Да, он в своей жизни убивал. Не раз убивал… Но так он еще не убивал. Сам. Из винтовки с оптическим прицелом, невооруженного, не угрожающего ему, не видящего его человека. Не спеца. Не противника. Гражданского…
Стоп! — полковник замер, глядя на части винтовки. Зачем ее разбирать? Зачем разбирать винтовку, которую надо бросить здесь, на чердаке, потому что уходить с ней затруднительно. Но главное потому, что в последнее время в криминальных разборках стало модно бросать оружие на месте преступления. А это преступление совершили не профессионалы, которые уносят оружие, чтобы по нему нельзя было установить его принадлежность. Это преступление совершили бандиты.
Полковник быстро собрал винтовку. Бросил ее против слухового окна. Разбил ударом ноги треногу, оттащил, разбросал доски далеко в стороны.
Тренога — это почерк. Индивидуальный. Пусть лучше следствие думает, что стреляли из слухового окна.
Поднял к лицу радиостанцию.
— Мы выходим!
— Я понял. В подъезде чисто.
Телохранители сбросили с люка мешок. Подняли крышку. Один спустился вниз. Другой помог спуститься полковнику. Прикрыл крышку, спрыгнул вниз.
— Пошли.
Спускались налегке, о чем-то весело и безмятежно болтая. Как будто не убили только что человека.
Из двора вышли на улицу, сели в поджидавшую машину.
— Поехали.
Через десять минут соединились с машиной «наружки».
— Успешно? — спросили они. Полковник кивнул.
— Тогда с почином!..
Полковник кивнул еще раз. И тоже молча.
— Может, мы сегодня еще одно дело провернем? У нас все готово, — азартно предложил Синица.
— Не щебечи. На то приказа не было, — ответил один из телохранителей.
— А мы возьмем повышенные обязательства. Чтобы быстрей разделаться…
— Нет, ребята. Я пас, — сказал первое после ухода с крыши слово полковник. — Мне этого хватило. Вот так! — постучал ребром ладони по шее. — Домой. Домой!
* * *
Полковник лгал. В этом городе дома у него не было. Впрочем, нет, был. Была заработанная на службе у Боровицкого двухкомнатная квартира. Но ее ответственный квартиросъемщик туда был не вхож. Не мог он мелькать в местах, где его знали. Или часто видели. Или видели хотя бы раз. В этом городе он должен был оставаться невидимкой. И потому жил на самой дальней окраине, в снятой трехкомнатной квартире. Не один жил, с друзьями. Которые никогда его не покидали.

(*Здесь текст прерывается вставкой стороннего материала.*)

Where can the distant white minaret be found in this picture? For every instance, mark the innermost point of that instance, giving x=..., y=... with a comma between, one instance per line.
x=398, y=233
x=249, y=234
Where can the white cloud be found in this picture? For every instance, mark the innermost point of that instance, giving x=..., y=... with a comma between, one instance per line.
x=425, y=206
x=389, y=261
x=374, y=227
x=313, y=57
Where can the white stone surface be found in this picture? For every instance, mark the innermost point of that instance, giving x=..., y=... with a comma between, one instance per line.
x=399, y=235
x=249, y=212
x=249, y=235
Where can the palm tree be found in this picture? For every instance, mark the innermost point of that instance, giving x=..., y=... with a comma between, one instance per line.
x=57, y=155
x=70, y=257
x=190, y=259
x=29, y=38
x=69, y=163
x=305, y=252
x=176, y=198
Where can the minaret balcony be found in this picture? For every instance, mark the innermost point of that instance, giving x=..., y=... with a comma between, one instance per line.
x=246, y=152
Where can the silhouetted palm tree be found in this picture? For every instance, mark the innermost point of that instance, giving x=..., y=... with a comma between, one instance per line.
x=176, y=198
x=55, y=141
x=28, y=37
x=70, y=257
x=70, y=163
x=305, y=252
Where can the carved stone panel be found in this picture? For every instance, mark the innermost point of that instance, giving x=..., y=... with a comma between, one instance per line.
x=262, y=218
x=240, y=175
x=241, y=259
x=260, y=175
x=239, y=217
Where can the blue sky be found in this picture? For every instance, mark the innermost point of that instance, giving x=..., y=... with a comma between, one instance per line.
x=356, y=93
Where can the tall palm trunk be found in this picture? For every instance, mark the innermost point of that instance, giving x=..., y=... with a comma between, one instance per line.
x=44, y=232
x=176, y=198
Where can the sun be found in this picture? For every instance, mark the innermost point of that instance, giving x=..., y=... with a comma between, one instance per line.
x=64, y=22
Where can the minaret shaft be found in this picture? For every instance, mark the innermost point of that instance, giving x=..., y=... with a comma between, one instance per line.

— Кто пойдет в магазин? — спрашивал один. Все прятали глаза.
— Я пойду! — вызывался полковник на непопулярное дело.
— Спасибо. Мы обойдемся без вас.
— Почему это без меня? Я тоже ем. Как все.
— Вам выходить из дома нельзя.
— Да меня здесь никто не знает!
— Все равно нельзя. Кто пойдет в магазин?.. В магазин Зубанова не пускали. И вообще дальше коридора никуда не пускали.
— Я под арестом? — ставил вопрос ребром полковник.
— Ну что вы? Как вы могли подумать? Мы просто вас охраняем. Для дела.
— А если я надумаю сбежать? Что тогда?
— Мы будем вас охранять.
Крепкие ребята. Знают, что хотят. Знают, что хотят их хозяева.
Полковник шел в свою комнату, садился в кресло и делал вид, что читает газеты. Потому что не читал. Потому что прочитал их еще несколько дней назад.